Last summer she underwent surgery to repair a torn medial collateral ligament in her knee. Her healing process coincided with new help. Fiser (13-0, 1.74 ERA) and fellow freshman Carlie Brandt (6-0, 0.84) have given the pitching staff a huge boost.

With the lighter load — 190 innings — Groenewegen is pitching better than ever, including a no-hitter over Northwestern in last week's Big Ten quarterfinals.

"It's made me love the game of softball again," she said. "Every time I step onto the field, I'm excited to be there now, and I couldn't necessarily say the same thing last year or the year before."

If you wanted to sum up her career with one performance, you might pick her 12-inning masterpiece April 19 at Wisconsin. The game was scoreless for 11 innings. Groenewegen singled in the 12th and came around to score the first run on a headfirst slide.

She finished off the shutout with this pitching line: 12 innings, nine hits, zero runs, zero walks, 15 strikeouts.

"When you can throw an extra-inning game on the road, every inning the other team's got a chance to walk off and win," Wisconsin coach Yvette Healy said. "You saw why she's one of the best pitchers in the country."

Another career defining moment for Groenewegen came in the 2015 Pan Am Games, when she pitched Team Canada to an upset of Team USA for the gold medal.
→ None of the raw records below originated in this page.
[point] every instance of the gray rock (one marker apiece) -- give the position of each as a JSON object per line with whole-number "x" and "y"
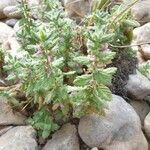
{"x": 77, "y": 9}
{"x": 5, "y": 32}
{"x": 147, "y": 125}
{"x": 19, "y": 138}
{"x": 95, "y": 148}
{"x": 138, "y": 86}
{"x": 141, "y": 11}
{"x": 5, "y": 3}
{"x": 11, "y": 22}
{"x": 4, "y": 129}
{"x": 141, "y": 108}
{"x": 64, "y": 139}
{"x": 119, "y": 129}
{"x": 8, "y": 116}
{"x": 12, "y": 12}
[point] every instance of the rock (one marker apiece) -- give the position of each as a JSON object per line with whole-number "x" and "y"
{"x": 4, "y": 129}
{"x": 141, "y": 11}
{"x": 12, "y": 12}
{"x": 141, "y": 34}
{"x": 141, "y": 108}
{"x": 64, "y": 139}
{"x": 8, "y": 116}
{"x": 95, "y": 148}
{"x": 138, "y": 86}
{"x": 17, "y": 27}
{"x": 119, "y": 129}
{"x": 147, "y": 125}
{"x": 19, "y": 138}
{"x": 11, "y": 22}
{"x": 77, "y": 9}
{"x": 5, "y": 32}
{"x": 5, "y": 3}
{"x": 145, "y": 51}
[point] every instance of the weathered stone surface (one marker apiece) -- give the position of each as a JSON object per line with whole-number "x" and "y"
{"x": 4, "y": 129}
{"x": 141, "y": 108}
{"x": 19, "y": 138}
{"x": 147, "y": 125}
{"x": 138, "y": 86}
{"x": 8, "y": 116}
{"x": 5, "y": 3}
{"x": 11, "y": 22}
{"x": 77, "y": 9}
{"x": 119, "y": 129}
{"x": 5, "y": 32}
{"x": 12, "y": 12}
{"x": 64, "y": 139}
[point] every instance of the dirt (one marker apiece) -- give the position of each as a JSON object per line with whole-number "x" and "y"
{"x": 125, "y": 62}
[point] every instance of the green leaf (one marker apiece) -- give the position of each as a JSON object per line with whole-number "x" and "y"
{"x": 83, "y": 60}
{"x": 69, "y": 73}
{"x": 106, "y": 57}
{"x": 45, "y": 133}
{"x": 103, "y": 94}
{"x": 131, "y": 23}
{"x": 104, "y": 76}
{"x": 58, "y": 62}
{"x": 83, "y": 80}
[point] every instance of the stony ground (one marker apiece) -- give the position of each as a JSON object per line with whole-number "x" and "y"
{"x": 125, "y": 126}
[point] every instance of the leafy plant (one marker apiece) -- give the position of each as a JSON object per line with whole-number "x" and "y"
{"x": 63, "y": 70}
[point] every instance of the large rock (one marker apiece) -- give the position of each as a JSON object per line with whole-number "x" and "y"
{"x": 64, "y": 139}
{"x": 147, "y": 125}
{"x": 141, "y": 35}
{"x": 12, "y": 12}
{"x": 138, "y": 86}
{"x": 141, "y": 11}
{"x": 119, "y": 129}
{"x": 77, "y": 9}
{"x": 19, "y": 138}
{"x": 11, "y": 22}
{"x": 8, "y": 116}
{"x": 141, "y": 108}
{"x": 5, "y": 3}
{"x": 5, "y": 32}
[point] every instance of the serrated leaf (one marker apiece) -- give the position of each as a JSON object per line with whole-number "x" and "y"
{"x": 103, "y": 93}
{"x": 83, "y": 60}
{"x": 131, "y": 23}
{"x": 83, "y": 80}
{"x": 104, "y": 76}
{"x": 106, "y": 57}
{"x": 69, "y": 73}
{"x": 58, "y": 62}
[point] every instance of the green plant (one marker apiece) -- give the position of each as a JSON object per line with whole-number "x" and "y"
{"x": 144, "y": 68}
{"x": 63, "y": 70}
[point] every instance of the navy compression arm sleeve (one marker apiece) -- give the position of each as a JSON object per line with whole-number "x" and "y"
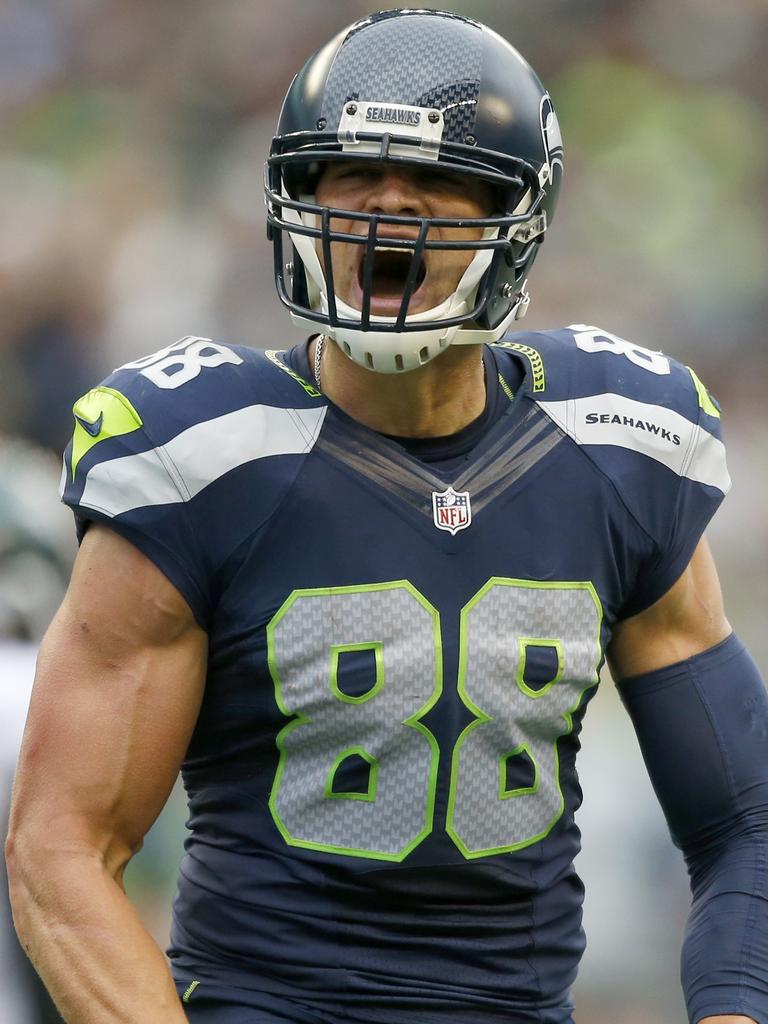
{"x": 702, "y": 727}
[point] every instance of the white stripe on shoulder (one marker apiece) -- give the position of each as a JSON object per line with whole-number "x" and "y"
{"x": 660, "y": 433}
{"x": 181, "y": 468}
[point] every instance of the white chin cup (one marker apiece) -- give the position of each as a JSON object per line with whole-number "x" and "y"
{"x": 393, "y": 352}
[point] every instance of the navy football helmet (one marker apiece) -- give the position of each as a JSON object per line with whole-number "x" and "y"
{"x": 426, "y": 89}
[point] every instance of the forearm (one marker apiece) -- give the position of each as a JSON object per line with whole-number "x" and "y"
{"x": 712, "y": 779}
{"x": 727, "y": 1020}
{"x": 97, "y": 961}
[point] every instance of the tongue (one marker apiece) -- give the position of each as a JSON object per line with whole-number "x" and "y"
{"x": 390, "y": 272}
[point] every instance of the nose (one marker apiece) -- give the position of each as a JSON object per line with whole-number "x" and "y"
{"x": 396, "y": 192}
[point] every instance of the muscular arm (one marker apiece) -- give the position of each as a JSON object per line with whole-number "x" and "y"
{"x": 118, "y": 689}
{"x": 686, "y": 622}
{"x": 689, "y": 619}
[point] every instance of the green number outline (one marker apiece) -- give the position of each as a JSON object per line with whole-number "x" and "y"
{"x": 481, "y": 718}
{"x": 522, "y": 650}
{"x": 342, "y": 648}
{"x": 523, "y": 791}
{"x": 373, "y": 776}
{"x": 299, "y": 719}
Softball was added back to the Olympics for the 2020 Tokyo Games, and competing there is one of Groenewegen's goals. She'll also have a chance to play professionally after getting selected No. 2 overall by the Akron Racers in last month's National Pro Fastpitch draft.

But those goals can wait. For now, Groenewegen is determined to send the Gophers to their first College World Series.

"All four of my years here, we've always looked at ourselves as underdogs," she said. "We're going to continue to play with a chip on our shoulder. Yeah, we're a top team, but we want more."

Groenewegen said those words before last Sunday's NCAA snub. She has an even bigger score to settle now.